VIRAASAT: Traversing Novel Paths for Indian Cultural Reasoning
2026-02-20 • Computation and Language
Computation and LanguageInformation Retrieval
AI summaryⓘ
The authors created VIRAASAT, a new question-answer dataset focused on Indian culture that involves multiple steps of reasoning using a large knowledge graph of cultural artifacts. They found that current large language models struggle with these complex cultural questions, especially when fine-tuned with typical reasoning methods. To improve this, the authors developed a new training method called Symbolic Chain-of-Manipulation, which helps models better navigate the knowledge graph structure. Their approach showed better performance than previous techniques. They also released the dataset to help future research on culturally aware AI.

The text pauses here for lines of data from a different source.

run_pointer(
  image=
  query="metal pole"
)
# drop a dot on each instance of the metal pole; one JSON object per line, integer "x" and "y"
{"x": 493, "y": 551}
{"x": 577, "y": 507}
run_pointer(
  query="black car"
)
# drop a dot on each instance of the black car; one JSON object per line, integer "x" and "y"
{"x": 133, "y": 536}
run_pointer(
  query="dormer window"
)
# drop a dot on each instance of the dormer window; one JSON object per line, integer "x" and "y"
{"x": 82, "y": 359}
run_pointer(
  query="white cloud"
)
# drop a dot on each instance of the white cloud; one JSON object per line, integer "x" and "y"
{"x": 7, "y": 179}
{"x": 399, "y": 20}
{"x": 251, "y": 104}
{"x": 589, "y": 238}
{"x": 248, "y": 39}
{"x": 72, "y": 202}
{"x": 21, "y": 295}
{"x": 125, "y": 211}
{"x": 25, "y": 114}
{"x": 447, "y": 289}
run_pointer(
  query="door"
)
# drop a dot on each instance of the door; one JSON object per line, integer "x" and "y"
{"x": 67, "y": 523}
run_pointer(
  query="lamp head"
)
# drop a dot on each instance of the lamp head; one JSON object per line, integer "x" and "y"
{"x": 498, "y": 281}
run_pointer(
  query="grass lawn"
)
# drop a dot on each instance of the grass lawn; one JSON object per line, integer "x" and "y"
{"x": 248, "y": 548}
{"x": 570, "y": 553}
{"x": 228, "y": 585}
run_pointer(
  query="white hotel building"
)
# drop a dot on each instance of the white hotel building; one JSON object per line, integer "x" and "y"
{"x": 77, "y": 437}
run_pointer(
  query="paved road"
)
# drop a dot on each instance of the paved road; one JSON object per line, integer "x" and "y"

Large Language ModelsMulti-hop Question AnsweringKnowledge GraphIndian CultureChain-of-ThoughtSymbolic Chain-of-ManipulationSupervised Fine-TuningCultural ReasoningDataset GenerationAI Benchmarking
Authors
Harshul Raj Surana, Arijit Maji, Aryan Vats, Akash Ghosh, Sriparna Saha, Amit Sheth
Abstract
Large Language Models (LLMs) have made significant progress in reasoning tasks across various domains such as mathematics and coding. However, their performance deteriorates in tasks requiring rich socio-cultural knowledge and diverse local contexts, particularly those involving Indian Culture. Existing Cultural benchmarks are (i) Manually crafted, (ii) contain single-hop questions testing factual recall, and (iii) prohibitively costly to scale, leaving this deficiency largely unmeasured. To address this, we introduce VIRAASAT, a novel, semi-automated multi-hop approach for generating cultural specific multi-hop Question-Answering dataset for Indian culture. VIRAASAT leverages a Knowledge Graph comprising more than 700 expert-curated cultural artifacts, covering 13 key attributes of Indian culture (history, festivals, etc). VIRAASAT spans all 28 states and 8 Union Territories, yielding more than 3,200 multi-hop questions that necessitate chained cultural reasoning. We evaluate current State-of-the-Art (SOTA) LLMs on VIRAASAT and identify key limitations in reasoning wherein fine-tuning on Chain-of-Thought(CoT) traces fails to ground and synthesize low-probability facts. To bridge this gap, we propose a novel framework named Symbolic Chain-of-Manipulation (SCoM). Adapting the Chain-of-Manipulation paradigm, we train the model to simulate atomic Knowledge Graph manipulations internally. SCoM teaches the model to reliably traverse the topological structure of the graph. Experiments on Supervised Fine-Tuning (SFT) demonstrate that SCoM outperforms standard CoT baselines by up to 20%. We release the VIRAASAT dataset along with our findings, laying a strong foundation towards building Culturally Aware Reasoning Models.